We kwamen gedurende therapie erachter dat zij beiden in een bepaald keurslijf waren gestapt. Ze communiceerden niet wat zij zelf wilden maar vooral wat ze dachten dat gewenst werd. Ze kenden elkaar zo goed dat invullen van de anders wensen en behoeften een tweede natuur was geworden. En toch bleek die invulling vaak niet te kloppen. Bovendien was er een bepaalde angst om gewoonweg te kiezen voor zichzelf. Als twee kinderen pasten ze zichzelf aan totdat er weinig eigenheid meer over was. en tegelijkertijd wekte het wrevel en spanning op. Er was weinig echtheid meer in de communicatie. Peter en Puk mochten leren verbinding te maken met hun eigen behoeften en deze zo oprecht mogelijk communiceren. Met het risico op onenigheid of kwetsing van de ander. De ander mogen kwetsen was bijna ‘not -done’ in hun relatie. En toch probeerden zij het eerst voorzichtig en later speelser.
Het bleek bevrijdend te werken. Peter kreeg meer lucht en Puk kon haar gevoelens meer uiten. Het ging niet allemaal in een keer goed, maar verantwoordelijkheid nemen voor de eigen gevoelens en voor de eigen taken en de rest bij degene laten die erover ging was al een enorme stap voorwaarts!
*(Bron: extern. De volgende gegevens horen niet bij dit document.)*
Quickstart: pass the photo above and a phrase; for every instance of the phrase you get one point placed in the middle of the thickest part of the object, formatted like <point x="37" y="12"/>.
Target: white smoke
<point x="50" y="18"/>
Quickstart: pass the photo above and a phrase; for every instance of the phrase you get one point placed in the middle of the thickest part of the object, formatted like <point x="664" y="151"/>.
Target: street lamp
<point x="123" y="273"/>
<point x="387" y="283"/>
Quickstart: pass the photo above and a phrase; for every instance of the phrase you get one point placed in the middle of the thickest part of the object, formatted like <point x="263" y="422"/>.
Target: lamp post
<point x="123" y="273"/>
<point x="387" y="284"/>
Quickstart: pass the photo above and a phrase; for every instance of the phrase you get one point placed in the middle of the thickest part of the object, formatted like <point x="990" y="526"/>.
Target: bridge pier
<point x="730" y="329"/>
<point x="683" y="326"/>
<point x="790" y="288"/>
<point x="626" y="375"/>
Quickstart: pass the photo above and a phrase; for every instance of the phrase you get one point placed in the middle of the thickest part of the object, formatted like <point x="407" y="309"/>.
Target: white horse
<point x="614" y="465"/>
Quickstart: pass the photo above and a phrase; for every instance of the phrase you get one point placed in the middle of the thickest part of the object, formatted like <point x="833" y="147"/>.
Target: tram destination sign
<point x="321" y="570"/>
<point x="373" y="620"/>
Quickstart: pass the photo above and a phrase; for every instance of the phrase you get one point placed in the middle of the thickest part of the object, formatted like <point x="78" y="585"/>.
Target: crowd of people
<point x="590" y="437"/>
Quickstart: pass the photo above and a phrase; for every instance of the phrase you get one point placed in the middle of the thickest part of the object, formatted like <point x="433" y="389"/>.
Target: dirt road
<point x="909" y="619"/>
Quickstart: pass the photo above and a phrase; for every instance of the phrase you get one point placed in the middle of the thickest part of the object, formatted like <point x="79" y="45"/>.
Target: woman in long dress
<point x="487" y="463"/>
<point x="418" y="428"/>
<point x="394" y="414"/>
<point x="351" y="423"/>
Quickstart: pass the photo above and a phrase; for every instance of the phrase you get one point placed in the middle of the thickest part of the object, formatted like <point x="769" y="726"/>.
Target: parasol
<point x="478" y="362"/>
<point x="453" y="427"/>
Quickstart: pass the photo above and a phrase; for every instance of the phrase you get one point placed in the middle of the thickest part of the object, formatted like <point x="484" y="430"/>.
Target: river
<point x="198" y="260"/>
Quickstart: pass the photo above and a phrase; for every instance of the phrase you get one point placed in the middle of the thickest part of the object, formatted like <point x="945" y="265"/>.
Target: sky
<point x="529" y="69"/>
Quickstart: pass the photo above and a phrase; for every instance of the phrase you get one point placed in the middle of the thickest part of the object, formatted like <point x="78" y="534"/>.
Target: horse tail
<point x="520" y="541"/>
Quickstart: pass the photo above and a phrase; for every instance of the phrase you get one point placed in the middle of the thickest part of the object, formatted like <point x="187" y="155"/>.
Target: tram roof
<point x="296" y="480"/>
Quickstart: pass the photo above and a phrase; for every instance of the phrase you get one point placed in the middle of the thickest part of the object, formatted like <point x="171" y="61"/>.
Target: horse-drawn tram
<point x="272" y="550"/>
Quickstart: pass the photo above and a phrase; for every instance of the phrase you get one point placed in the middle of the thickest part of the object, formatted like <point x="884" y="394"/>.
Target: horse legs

Mieke was een vrouw die dit op haar werk meemaakte. Haar collega’s smeten met dure woorden en praatten uren in een nergens toe leidende vergadering. Vergaderingen waarin ze elkaar niet inspireerden. Mieke vond het spannend om haar zegje te doen en om haar eigen plek in te nemen. Daarnaast werd ze steeds ontevredener en groeide haar gevoel van ‘hier hoor ik niet bij’. Op mijn advies begon ze kleine uitdagingen aan te gaan. Als ze er niet meer bij wilde horen had ze immers ook niets meer te verliezen. Iedere vergadering had zij tot doel een vraag te stellen om aan te kaarten wat zij ervaarde. De ene vergadering vroeg zij: ‘ik hoor wat jullie zeggen, maar begrijp niet wat jullie bedoelen, kunnen jullie het concreet maken?’
Of ze zei: ‘kunnen we een afspraak hierover maken?’
een andere keer gaf ze aan: ‘Ik vind het niet prettig hoe je tegen me praat, kun je me uitleggen met welke intentie je dit zegt? Wat wil je daarmee bereiken?’
Ook begon ze te vragen om een agenda zodat er effectiever vergaderd kon worden. En wanneer dat niet lukte stapte ze zelf na de geplande anderhalf uur op. Zij hield zich aan de afspraken ook al kon de voorzitter dat niet. Ze nam haar eigen plek in, kwam op voor zichzelf en begon in kleine stapjes zichtbaarder te worden. Het resulteerde in meer positief contact met haar collega’s terwijl ze vooraf gedacht had dat dit contact negatiever zou worden. Het was positief omdat zij dicht bij zichzelf bleef, niet op andermans stoel ging zitten maar wel steeds duidelijk maakte waar haar behoeftes lagen.